Supporters of the Jones Act are also worried about a recent proposal from the US Customs & Border Protection agency (CBP) to change the interpretation of some elements of the law. These letter rulings, which the agency has established over decades – often amid heated controversy – cover the deployment of foreign flag ships in offshore applications.

 

Specifically, the CBP is adopting a broader definition of the term “vessel equipment” versus “cargo,” reasoning that anything that remains on board when the ship leaves the offshore site should be classified as equipment. This would include vessels equipped with cranes serving offshore installations like oil rigs or wind farms.

 

The move sparked furious opposition from supporters of the Jones Act. A bipartisan group of congressmen sent a letter to the Homeland Security Agency and to the White House arguing that these changes undermine the intent of Congress to protect the legislation.

 

Aaron Smith, president and CEO of the New Orleans-based Offshore Marine Services Association (OMSA), expressed his organization’s disappointment that CBP wants to “put America second by creating potential loopholes for foreign vessels and crews to unlawfully operate in American waters and take the jobs of American vessels and workers.”

 

OMSA and the American Waterways Operators complained that the latest CBP move marks the fourth attempt to undermine the Jones Act since the current administration took office in 2017. 

 

A proposed waiver of the law to allow foreign-built LNG tankers to supply Puerto Rico and the Pacific Northwest was rebuffed by the president in 2017. The Department of Homeland Security temporarily waived the Jones Act requirement on a couple of occasions.
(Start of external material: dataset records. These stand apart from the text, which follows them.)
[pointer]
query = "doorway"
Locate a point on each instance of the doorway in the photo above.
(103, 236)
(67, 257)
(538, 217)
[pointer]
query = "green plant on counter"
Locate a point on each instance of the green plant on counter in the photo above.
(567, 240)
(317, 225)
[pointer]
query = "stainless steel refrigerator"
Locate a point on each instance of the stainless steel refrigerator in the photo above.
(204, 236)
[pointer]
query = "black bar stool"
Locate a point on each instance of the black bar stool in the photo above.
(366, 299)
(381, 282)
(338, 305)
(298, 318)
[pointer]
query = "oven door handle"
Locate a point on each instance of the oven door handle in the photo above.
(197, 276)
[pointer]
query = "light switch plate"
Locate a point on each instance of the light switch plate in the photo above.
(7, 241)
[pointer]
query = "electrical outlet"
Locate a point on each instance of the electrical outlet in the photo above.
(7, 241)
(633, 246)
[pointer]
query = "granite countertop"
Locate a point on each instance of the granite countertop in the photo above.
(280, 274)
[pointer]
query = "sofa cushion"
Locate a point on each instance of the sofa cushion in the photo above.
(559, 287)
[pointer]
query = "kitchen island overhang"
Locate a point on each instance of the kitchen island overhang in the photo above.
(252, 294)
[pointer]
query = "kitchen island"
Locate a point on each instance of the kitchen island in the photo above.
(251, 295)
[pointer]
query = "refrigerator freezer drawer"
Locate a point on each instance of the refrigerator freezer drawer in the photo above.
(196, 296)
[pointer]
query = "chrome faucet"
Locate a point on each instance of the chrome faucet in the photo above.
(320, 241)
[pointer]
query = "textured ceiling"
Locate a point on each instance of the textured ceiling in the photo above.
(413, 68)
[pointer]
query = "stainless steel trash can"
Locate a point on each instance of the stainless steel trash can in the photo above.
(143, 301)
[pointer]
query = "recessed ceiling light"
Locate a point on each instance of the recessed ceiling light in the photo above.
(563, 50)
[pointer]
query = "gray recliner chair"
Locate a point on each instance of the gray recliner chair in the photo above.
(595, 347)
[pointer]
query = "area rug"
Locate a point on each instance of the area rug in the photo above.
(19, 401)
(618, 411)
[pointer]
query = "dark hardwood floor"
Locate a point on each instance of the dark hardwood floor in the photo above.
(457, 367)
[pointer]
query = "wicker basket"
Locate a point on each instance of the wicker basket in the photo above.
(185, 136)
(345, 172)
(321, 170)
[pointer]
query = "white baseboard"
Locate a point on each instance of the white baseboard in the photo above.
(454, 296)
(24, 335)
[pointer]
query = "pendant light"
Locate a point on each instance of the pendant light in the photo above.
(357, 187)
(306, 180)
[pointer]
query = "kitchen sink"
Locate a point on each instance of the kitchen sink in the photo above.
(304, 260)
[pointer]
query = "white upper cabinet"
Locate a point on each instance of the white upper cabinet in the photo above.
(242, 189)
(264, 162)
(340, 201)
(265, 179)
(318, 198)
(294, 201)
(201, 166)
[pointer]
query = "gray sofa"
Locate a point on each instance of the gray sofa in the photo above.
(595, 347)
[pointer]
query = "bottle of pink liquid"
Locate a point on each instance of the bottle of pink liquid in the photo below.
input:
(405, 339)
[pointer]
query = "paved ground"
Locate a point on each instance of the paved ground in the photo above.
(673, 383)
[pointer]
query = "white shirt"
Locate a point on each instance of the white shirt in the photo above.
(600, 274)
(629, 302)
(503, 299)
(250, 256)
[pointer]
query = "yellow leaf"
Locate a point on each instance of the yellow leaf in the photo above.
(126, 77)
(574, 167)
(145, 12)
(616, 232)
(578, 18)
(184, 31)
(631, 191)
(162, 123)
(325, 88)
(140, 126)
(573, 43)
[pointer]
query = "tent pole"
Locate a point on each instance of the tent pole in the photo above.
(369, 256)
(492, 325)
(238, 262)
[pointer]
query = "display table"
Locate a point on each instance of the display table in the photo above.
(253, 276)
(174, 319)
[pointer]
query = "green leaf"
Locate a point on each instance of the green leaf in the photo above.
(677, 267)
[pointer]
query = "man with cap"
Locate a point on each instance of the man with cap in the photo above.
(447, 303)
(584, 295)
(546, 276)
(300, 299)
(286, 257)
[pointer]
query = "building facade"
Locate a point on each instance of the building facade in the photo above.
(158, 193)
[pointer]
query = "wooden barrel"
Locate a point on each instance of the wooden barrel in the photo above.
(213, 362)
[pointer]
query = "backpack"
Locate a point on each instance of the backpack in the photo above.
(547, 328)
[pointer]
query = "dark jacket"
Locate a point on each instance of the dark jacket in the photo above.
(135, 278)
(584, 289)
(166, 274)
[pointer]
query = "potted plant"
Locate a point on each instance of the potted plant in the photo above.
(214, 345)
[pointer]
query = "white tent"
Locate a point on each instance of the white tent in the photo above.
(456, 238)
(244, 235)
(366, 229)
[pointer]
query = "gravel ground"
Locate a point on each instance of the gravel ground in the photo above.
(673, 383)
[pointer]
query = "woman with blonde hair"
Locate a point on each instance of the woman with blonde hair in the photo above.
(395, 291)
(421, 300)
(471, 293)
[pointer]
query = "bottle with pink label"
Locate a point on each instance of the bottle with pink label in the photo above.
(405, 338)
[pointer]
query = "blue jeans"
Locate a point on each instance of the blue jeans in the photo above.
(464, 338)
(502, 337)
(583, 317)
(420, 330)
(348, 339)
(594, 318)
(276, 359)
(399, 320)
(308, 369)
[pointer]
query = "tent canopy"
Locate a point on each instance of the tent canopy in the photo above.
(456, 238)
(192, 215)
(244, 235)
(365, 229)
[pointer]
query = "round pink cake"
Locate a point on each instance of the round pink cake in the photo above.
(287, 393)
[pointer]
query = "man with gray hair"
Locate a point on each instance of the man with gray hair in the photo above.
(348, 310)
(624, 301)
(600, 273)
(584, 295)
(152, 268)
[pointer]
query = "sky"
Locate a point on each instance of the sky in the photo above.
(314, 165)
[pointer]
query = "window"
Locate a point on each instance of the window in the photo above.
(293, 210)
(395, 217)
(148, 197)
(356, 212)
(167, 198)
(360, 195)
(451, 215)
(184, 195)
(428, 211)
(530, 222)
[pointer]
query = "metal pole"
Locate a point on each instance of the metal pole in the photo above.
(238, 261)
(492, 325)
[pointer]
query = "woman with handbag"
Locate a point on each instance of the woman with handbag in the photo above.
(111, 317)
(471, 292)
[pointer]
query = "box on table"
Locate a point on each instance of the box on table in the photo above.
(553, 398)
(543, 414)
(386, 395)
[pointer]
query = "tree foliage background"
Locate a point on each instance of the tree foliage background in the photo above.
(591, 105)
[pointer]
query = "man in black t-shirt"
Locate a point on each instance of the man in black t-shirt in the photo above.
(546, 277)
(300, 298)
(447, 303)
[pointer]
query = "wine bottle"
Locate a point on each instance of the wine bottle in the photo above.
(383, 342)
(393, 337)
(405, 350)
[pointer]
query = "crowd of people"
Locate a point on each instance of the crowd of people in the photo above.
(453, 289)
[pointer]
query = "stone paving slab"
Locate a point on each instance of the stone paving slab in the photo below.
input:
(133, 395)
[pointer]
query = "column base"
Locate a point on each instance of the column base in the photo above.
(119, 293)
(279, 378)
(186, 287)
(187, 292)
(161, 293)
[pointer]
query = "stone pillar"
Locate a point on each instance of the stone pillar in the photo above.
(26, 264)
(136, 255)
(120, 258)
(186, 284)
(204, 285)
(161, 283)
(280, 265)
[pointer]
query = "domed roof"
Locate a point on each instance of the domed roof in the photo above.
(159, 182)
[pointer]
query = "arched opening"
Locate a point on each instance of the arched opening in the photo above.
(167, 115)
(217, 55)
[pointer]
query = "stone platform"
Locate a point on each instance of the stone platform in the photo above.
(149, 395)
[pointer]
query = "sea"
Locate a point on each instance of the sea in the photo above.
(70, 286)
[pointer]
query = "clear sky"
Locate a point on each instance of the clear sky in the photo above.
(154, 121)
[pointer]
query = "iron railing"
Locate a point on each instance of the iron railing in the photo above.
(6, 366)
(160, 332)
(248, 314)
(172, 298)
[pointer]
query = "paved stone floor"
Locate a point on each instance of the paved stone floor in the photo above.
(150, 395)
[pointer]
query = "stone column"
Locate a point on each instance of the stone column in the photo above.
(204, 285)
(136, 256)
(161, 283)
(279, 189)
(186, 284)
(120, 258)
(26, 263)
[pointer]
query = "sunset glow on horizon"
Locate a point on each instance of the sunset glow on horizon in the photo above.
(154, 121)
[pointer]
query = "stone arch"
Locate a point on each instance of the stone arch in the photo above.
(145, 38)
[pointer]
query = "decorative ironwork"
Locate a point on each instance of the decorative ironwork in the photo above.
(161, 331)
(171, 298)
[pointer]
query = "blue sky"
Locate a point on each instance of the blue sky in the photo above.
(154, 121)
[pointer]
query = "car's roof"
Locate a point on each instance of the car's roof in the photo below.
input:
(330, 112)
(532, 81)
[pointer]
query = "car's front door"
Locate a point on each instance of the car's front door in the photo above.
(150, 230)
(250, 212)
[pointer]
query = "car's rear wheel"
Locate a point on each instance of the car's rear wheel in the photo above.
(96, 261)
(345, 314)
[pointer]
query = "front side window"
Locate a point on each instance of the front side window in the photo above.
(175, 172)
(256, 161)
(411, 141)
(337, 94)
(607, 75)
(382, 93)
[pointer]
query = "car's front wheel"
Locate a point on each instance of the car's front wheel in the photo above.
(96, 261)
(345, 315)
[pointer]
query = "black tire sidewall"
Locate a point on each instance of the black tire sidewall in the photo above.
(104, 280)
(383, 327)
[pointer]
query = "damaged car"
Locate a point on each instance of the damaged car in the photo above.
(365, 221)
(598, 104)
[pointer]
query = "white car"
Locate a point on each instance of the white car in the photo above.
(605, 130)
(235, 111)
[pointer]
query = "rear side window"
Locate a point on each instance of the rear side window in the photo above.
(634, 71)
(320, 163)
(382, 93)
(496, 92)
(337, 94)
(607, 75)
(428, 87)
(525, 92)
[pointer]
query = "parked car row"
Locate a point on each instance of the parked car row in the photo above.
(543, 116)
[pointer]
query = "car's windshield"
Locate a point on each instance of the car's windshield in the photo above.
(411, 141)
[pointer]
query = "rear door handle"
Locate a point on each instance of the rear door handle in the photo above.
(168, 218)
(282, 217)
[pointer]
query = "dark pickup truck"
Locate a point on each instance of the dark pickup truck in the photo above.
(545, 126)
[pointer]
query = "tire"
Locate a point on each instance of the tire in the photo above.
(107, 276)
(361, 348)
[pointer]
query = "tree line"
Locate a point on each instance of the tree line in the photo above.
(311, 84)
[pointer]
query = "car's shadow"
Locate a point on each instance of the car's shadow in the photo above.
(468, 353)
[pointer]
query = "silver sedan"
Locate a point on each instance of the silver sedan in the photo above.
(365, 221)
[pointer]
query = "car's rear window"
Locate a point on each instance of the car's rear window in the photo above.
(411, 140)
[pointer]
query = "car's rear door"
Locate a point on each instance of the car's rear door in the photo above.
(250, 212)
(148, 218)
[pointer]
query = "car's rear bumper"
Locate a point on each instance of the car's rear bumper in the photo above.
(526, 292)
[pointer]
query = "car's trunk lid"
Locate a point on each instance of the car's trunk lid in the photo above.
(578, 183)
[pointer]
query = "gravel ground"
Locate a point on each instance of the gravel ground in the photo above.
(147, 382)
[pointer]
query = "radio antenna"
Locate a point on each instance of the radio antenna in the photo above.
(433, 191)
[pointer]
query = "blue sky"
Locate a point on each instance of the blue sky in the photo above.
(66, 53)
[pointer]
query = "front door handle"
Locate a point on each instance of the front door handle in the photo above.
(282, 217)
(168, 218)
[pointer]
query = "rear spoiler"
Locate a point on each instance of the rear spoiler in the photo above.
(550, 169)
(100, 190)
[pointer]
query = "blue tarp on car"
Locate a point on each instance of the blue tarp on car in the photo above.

It allowed the use of foreign flagged ships to take fuel to Puerto Rico during Hurricane Irma and issued a waiver to non-US vessels to carry emergency supplies to the territory in the wake of Hurricane Maria.

 

For his part, Rep. Case is on a second charge against the legislation. He first tabled bills seeking to reform it in 2003.

 

Critics of the law hope that this time the momentum will continue to build. One catalyst could be the rise of offshore wind generation, which is expected to undergo a prodigious growth spurt in the coming years, with several US East Coast states poised to set up offshore wind farms. Some projections envisage this to grow to a US$70 billion business by 2030.

 

“The Jones Act will play a very important role in deliveries to offshore wind locations,” says Colin D’Abreo, president of Rhenus Project Logistics.

 

He thinks that change of the law and its application will come slowly, beginning with waivers granted on a case-by-case basis, mostly in disaster situations. Long term, he hopes there will be bolder change to facilitate new opportunities like the establishment and supply of offshore wind farms.